To Costco last weekend, where I was a taken a bit aback by this message prominently displayed on the side of a large case of Coke:

36-pack
50% more than
24-pack

It has the parsimony and the profundity of haiku: its simplicity, one imagines, can’t be anything other than the skin atop a porridge of cosmic import. On the surface it speaks to a consumerism oblivious of anything other than size. It’s quite possibly 50% more likely to give you a hernia while lifting it into your car, too, but that’s hardly the point.

But here’s the thing: isn’t it, well, a bit obvious that 36 is 50% more than 24? Much as I love Costco (and if there’s anything which captures the American dream better than scoffing an endlessly-refilling soda and a Hebrew National hot dog for a dollar-fifty while your station-wagon-sized trolley waits patiently beside you with your hundred-weight of beef jerky, your vat of mayonnaise, and your gross of toilet paper, I’d like it taken outside and shot), and I do love it, it’s not a place for taking chances with promotion. Costco’s marketing of ibuprofen has a straight-ahead genius to it: it comes in a blue Advil-alike bottle, for people who might normally buy Advil; and it also comes in an orange Motrin IB-alike bottle, for people who might normally buy Motrin IB — this one called, without the tiniest whiff of shame, Ibuprofen IB. This is marketing in a world where email-phishing works, where looking like means being like, and attentions must be captured in the first glance. That the active ingredient is the same in all four is scarcely relevant.

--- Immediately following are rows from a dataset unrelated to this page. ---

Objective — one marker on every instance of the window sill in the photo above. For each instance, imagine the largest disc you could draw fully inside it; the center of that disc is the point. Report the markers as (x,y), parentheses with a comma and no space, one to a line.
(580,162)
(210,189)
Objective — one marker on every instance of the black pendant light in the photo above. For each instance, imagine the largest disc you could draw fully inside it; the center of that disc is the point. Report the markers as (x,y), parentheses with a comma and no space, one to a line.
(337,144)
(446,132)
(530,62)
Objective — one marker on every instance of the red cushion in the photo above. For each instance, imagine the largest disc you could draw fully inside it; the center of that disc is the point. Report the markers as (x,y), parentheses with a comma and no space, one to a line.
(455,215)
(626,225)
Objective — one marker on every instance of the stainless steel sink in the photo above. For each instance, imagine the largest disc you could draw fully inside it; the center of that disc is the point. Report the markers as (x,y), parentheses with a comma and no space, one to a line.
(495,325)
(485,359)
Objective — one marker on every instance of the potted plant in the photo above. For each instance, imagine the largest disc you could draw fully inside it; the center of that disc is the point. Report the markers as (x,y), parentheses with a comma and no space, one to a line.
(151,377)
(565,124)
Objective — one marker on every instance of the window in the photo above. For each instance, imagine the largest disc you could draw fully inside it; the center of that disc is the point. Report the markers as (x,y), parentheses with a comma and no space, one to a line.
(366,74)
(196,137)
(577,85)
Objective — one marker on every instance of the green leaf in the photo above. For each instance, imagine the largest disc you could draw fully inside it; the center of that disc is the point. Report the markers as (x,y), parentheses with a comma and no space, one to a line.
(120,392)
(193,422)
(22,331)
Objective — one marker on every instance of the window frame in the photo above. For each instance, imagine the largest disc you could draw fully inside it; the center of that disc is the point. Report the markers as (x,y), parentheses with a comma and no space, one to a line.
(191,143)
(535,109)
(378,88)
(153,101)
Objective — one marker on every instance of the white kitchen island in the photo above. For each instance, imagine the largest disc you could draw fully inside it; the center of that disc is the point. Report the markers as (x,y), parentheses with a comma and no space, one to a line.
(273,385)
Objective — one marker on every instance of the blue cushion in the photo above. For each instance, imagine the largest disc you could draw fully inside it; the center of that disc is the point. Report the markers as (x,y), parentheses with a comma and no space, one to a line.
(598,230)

It’s something like conventional wisdom that percentages are tricky for the marginally numerate, since they’re basically fractions, which are as a class tricky. But it seems pretty uncontroversial to say that the ‘50% more than’ comparator is intended to clarify the relationship between the size of the 36-pack and the size of the 24-pack. We’re entirely used to seeing percentages used to clarify relationships where they’d otherwise be obscure: comparing between different units, say, or between irregularly-sized packs of stuff. The baffling corollary of which is that, at some point in the process of designing the packaging for the Coke, it was considered, at least implicitly, that some people would find it easier to understand what ‘50% more than’ means, than to compute the relationship between 36 and 24. I would like to know who these people are, because I think they’d be good candidates for some particularly invasive medical experiments. This isn’t an elitist sneer at the innumerate. I just think the Coca-Cola Company has some weird people in mind if they believe ‘50% more than’ would be useful to someone for whom the second and third entries in the 12-times-table mean nothing.

There’s another interpretation, though, which I think might have some mileage. It’s that ’36-pack’ and ’24-pack’ (and such) have become patterns of language with no structure and semantics. Rather, they’re just tokens, with no meaning other than to label. A 24-pack is a ’24-pack’ in the same way that an Ikea bookshelf is a ‘Billy’ bookshelf. It tells us nothing about the bookshelf except that that’s its name, and, if we’ve seen one before, this one is the same as that one. (‘Hurtigrute. 50% more than Smorgasbord.’) Or perhaps the ontology does carry some minimal meaning, in the same sense of ‘small’, ‘medium’ and ‘large’. We understand the size ordering, but we certainly don’t have enough information to compute the relative sizes. Maybe this drift from semantics to mere labelling is a trend. My local supermarket prominently advertises that ‘At Von’s, a dozen roses is 14 stems’. Well, okay, but maybe it’s worth considering that at some point it’s unnecessarily complicated to label roses with the price per dozen, and then have to clarify that ‘a dozen’ is actually fourteen. (Myself, I blame those bloody bakers for starting this off.) At some point, ‘dozen’ ceases to have any reliable meaning, and we end up going from supermarket to supermarket comparing the nomenclature the way we’d compare local blackjack rules at Vegas casinos, searching out the rare ‘dozen’ that’s actually 16, or the ’36-pack’ that’s actually 60% more than the ’24-pack’.

‘I want a clean cup,’ interrupted the Hatter: ‘let’s all move one place on.’

4 Comments

  • Overheard at Costco the last time I was there, regarding the 36 cans of soda from Coca-Cola beside the 24 cans from Pepsi, each with virtually the same price per can: “What the h*ll? The Coke is so expensive here. Let’s buy the Pepsi.”

    I don’t understand myself most of the time. But I don’t understand other people even more often than that.

    sparkle

  • sparkle: Given that the packaging sizes you tend to find at Costco aren’t usually found anywhere else, I wonder if the subtext of the Coke labelling is just: ‘This isn’t a 24-pack, dumbass.’

  • This reminds me of one of my favorite stupid moments in advertising. It was for some new type of Band-Aid, and the headline read: “Covered cuts heal 50% faster!*”

    The asterisk pointed to a note at the bottom of the page that read: “than uncovered cuts.”

    Exactly what needed clarifying there? Perhaps someone in legal was worried that readers might think they meant: “Covered cuts heal 50% faster…than broken legs.”